[Intel-gfx] [PATCH v2] drm/i915: Insert a command barrier on BLT/BSD cache flushes

Jani Nikula jani.nikula at linux.intel.com
Mon Feb 9 08:00:25 PST 2015


On Thu, 22 Jan 2015, Chris Wilson <chris at chris-wilson.co.uk> wrote:
> This looked like an odd regression from
>
> commit ec5cc0f9b019af95e4571a9fa162d94294c8d90b
> Author: Chris Wilson <chris at chris-wilson.co.uk>
> Date:   Thu Jun 12 10:28:55 2014 +0100
>
>     drm/i915: Restrict GPU boost to the RCS engine
>
> but in reality it undercovered a much older coherency bug. The issue that
> boosting the GPU frequency on the BCS ring was masking was that we could
> wake the CPU up after completion of a BCS batch and inspect memory prior
> to the write cache being fully evicted.

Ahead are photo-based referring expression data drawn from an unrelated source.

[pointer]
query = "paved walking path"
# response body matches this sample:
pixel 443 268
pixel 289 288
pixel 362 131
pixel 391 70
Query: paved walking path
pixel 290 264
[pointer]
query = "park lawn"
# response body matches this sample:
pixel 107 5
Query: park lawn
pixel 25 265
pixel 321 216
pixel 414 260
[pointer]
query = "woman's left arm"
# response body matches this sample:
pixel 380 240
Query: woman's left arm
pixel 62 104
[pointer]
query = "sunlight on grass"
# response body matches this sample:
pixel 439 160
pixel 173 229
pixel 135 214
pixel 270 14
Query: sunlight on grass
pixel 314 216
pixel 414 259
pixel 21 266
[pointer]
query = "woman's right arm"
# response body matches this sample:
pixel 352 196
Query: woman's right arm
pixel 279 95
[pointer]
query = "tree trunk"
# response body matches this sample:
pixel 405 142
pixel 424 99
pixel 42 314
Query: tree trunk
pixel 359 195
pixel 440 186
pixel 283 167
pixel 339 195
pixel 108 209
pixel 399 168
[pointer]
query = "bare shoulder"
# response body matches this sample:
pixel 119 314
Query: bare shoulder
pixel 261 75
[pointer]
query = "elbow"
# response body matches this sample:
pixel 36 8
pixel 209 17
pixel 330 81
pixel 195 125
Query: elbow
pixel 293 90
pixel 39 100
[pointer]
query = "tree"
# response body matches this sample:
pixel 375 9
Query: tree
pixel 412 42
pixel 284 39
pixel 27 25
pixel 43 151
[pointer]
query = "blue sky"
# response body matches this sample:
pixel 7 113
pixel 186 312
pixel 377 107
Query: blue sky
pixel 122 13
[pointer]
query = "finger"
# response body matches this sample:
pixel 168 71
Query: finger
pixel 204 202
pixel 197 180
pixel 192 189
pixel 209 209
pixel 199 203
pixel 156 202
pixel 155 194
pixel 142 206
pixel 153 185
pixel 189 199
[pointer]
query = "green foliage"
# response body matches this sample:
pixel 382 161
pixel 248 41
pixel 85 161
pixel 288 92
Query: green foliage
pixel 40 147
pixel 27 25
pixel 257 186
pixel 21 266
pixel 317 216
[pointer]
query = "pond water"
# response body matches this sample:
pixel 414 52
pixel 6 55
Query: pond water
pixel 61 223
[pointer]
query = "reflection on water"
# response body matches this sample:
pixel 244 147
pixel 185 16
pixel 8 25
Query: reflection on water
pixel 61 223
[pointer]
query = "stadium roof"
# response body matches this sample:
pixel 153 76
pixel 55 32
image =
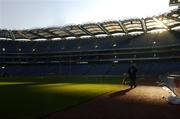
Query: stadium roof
pixel 167 21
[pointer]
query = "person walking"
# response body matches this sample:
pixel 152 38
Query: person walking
pixel 132 75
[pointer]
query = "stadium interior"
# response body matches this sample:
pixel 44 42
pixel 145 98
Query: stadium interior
pixel 94 49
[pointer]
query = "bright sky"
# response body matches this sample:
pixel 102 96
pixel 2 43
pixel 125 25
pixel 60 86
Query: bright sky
pixel 26 14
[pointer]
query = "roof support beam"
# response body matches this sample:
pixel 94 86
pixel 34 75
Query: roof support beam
pixel 67 31
pixel 143 24
pixel 161 23
pixel 12 35
pixel 103 29
pixel 122 26
pixel 23 35
pixel 173 18
pixel 86 31
pixel 56 35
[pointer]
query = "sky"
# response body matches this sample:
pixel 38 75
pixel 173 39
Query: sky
pixel 29 14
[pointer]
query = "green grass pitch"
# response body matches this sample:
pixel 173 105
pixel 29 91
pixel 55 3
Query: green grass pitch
pixel 36 97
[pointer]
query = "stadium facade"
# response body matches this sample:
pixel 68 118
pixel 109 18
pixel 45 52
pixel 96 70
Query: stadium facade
pixel 94 49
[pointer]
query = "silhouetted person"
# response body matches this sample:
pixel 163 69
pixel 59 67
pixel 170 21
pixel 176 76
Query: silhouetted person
pixel 132 75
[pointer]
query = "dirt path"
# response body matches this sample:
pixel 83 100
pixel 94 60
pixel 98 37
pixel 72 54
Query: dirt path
pixel 144 101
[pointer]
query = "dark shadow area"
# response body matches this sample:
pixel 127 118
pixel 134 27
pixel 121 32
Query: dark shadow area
pixel 120 93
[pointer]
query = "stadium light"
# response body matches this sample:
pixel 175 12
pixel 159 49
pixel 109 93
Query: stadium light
pixel 161 23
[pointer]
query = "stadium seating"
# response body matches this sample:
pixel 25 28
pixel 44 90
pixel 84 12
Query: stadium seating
pixel 92 56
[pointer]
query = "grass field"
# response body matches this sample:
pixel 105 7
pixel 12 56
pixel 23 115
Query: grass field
pixel 36 97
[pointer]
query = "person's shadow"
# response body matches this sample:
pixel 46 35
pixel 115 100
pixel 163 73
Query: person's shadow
pixel 120 93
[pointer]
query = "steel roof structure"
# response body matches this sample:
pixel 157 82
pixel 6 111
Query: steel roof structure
pixel 166 21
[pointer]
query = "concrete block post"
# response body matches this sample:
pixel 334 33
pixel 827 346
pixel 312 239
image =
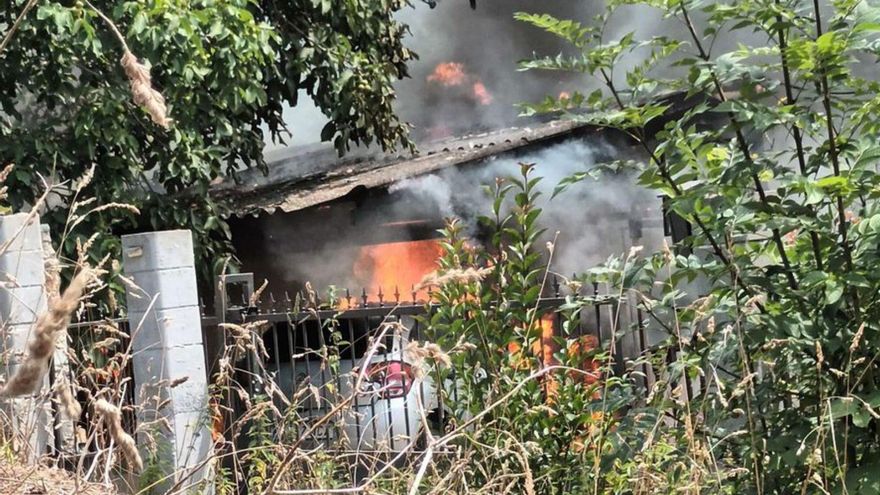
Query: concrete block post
pixel 167 346
pixel 22 300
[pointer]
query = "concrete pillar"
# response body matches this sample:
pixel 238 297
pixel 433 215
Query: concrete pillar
pixel 167 346
pixel 22 300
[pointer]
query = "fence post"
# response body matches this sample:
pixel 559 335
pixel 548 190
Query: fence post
pixel 167 347
pixel 22 299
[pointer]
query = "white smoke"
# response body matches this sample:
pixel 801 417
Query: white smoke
pixel 594 218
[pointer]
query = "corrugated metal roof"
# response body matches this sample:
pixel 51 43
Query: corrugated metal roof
pixel 301 180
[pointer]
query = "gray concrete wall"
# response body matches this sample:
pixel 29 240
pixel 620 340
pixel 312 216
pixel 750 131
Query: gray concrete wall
pixel 167 345
pixel 22 300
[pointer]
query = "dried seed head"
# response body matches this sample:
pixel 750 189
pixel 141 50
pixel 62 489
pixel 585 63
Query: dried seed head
pixel 112 417
pixel 142 89
pixel 255 297
pixel 858 336
pixel 30 374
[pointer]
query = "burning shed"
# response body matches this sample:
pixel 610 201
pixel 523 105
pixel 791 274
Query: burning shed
pixel 368 223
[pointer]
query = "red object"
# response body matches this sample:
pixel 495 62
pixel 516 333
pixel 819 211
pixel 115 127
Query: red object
pixel 392 379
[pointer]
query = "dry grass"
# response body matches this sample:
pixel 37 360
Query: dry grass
pixel 21 479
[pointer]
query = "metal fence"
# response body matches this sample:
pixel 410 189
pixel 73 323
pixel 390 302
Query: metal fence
pixel 317 354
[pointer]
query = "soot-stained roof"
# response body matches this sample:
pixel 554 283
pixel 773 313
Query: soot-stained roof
pixel 301 178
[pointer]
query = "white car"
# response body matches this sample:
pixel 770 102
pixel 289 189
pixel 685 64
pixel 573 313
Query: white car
pixel 385 413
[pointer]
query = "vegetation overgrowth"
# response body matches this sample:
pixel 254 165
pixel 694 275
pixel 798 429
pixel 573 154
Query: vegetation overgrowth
pixel 761 374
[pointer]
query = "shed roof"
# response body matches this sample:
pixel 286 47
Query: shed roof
pixel 300 178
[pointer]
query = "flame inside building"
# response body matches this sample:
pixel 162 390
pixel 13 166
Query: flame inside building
pixel 395 269
pixel 453 76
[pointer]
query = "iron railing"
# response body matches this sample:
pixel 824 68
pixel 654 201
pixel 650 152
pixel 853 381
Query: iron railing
pixel 319 348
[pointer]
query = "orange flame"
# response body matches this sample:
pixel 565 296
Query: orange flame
pixel 396 266
pixel 453 74
pixel 448 74
pixel 481 94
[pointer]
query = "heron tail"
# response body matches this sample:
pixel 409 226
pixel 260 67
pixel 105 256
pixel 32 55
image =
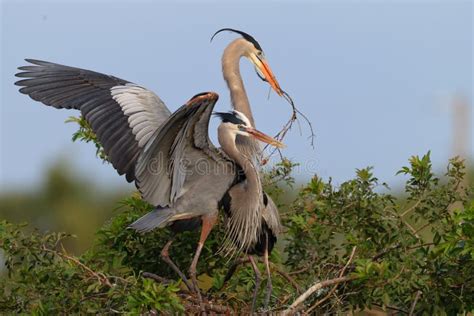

In order to serialise the
> breadcrumb interrupt (and so ensure that the CPU's view of memory is
> coherent) we need to perform a post-sync operation in the MI_FLUSH_DW.
>
> v2: Fix all the MI_FLUSH_DW (bsd plus the duplication in execlists).
>
> Testcase: gpuX-rcs-gpu-read-after-write
> Signed-off-by: Chris Wilson <chris at chris-wilson.co.uk>
> Cc: stable at vger.kernel.org
> Acked-by: Daniel Vetter <daniel at ffwll.ch>
> ---
>  drivers/gpu/drm/i915/intel_lrc.c        | 20 +++++++++++---------
>  drivers/gpu/drm/i915/intel_ringbuffer.c | 23 +++++++++++++++++++----
>  2 files changed, 30 insertions(+), 13 deletions(-)
>
> diff --git a/drivers/gpu/drm/i915/intel_lrc.c b/drivers/gpu/drm/i915/intel_lrc.c
> index e405b61cdac5..8e71d8851c9a 100644
> --- a/drivers/gpu/drm/i915/intel_lrc.c
> +++ b/drivers/gpu/drm/i915/intel_lrc.c
> @@ -1237,15 +1237,17 @@ static int gen8_emit_flush(struct intel_ringbuffer *ringbuf,
>  
>  	cmd = MI_FLUSH_DW + 1;
>  
> -	if (ring == &dev_priv->ring[VCS]) {
> -		if (invalidate_domains & I915_GEM_GPU_DOMAINS)
> -			cmd |= MI_INVALIDATE_TLB | MI_INVALIDATE_BSD |
> -				MI_FLUSH_DW_STORE_INDEX |
> -				MI_FLUSH_DW_OP_STOREDW;
> -	} else {
> -		if (invalidate_domains & I915_GEM_DOMAIN_RENDER)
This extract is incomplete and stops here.